Several sessions that Suzanne Karr Schmidt, an assistant curator in the Art Institute of Chicago’s prints and drawings department, attended addressed the “ability or lack thereof of museum curators and academics to work together,” and, in the case of specialist curators, “to continue to exist,” she says.
Karr Schmidt, who co-chaired a session at the conference, is always pushing the idea of prints as functional objects, and she has curated exhibits to that effect. “I would like to see an expansion of the idea, taken initially from the history of books, that there is a ‘user’ of artwork, not just a viewer, and that many media feed into each other,” she says.
Since she is so strongly grounded in the love of original art objects, Karr Schmidt says she would only teach directly from them. “I am a bit skeptical of professors who do not engage with [original art objects] in their scholarly writing but then decide to curate exhibitions or apply for museum positions,” she says. “It is not an easier profession, which sometimes seems to be the implication, just a different one with different rhetorical and performance skills, but no less need for due diligence and thorough research.”
Lloyd DeWitt, curator of European art at the Art Gallery of Ontario, saw the big issues at the CAA conference as “technology, the future of art history, [and] humanities under attack and being downsized at institutions all over the world, but especially the U.S. and Europe.” As a self-declared “old-fashioned art history” proponent, he says he would have loved to see more object-focused sessions.

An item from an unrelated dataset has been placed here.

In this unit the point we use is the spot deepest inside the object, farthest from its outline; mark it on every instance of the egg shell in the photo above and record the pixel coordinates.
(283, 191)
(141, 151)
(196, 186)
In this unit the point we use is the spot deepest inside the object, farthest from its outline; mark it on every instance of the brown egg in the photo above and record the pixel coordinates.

Benefits for curators like him at the conference include networking with colleagues in the academy and getting the lay of the land, says DeWitt, who notes that the scale of the CAA conference has increased “an enormous amount” in recent years. “The anxiety about whether arts and art history have a future on campus grows every year,” he says.
(The fact that no less a figure than President Barack Obama suggested, shortly before the conference, that Americans could probably make more in manufacturing “than they might than [with] an art history degree” might have heightened this anxiety, even if Obama later apologized for the comment.)
Amid the conference’s growth, there has also been an increased focus on the global arts community, says Deepali Dewan, senior curator of South Asian arts and culture at the Royal Ontario Museum, who met attendees from Cairo, Malaysia, and Mumbai. In previous years, she says, CAA was “predominantly a North American community.”
Dewan also noticed “more frequent and meaningful cross-historical conversations” between scholars of pre-modern and contemporary art, who “used to occupy separate intellectual spaces.”
Having attended his fifth CAA conference, Peter Dykhuis, the director and curator at the Dalhousie Art Gallery in Halifax, says he keeps returning to “pursue intellectual trade routes which take me outside of Canada” and to maintain strong American connections. “It is also important, as a Canadian, to not be locked on this side of the 49th Parallel,” he says.
Over the years, Dykhuis has presented in some CAA sessions as a curator at a university gallery and in others as a studio practitioner. “I have always felt that it was OK to be on both sides of the fence in the university system and treat it as research of sorts,” he says, “something that the post-secondary education should be able to accommodate.” Dykhuis believed there were many more sessions on curating this year than there were at last year’s conference.
“Pursuing cultural, critical, and social relevance is the most important focus within the university system,” he adds. “Otherwise, the conference is only about inward-looking, art historical navel gazing for highly paid specialists that are only speaking to each other.”
Menachem Wecker, who is based in Chicago, is the former education reporter at U.S. News & World Report.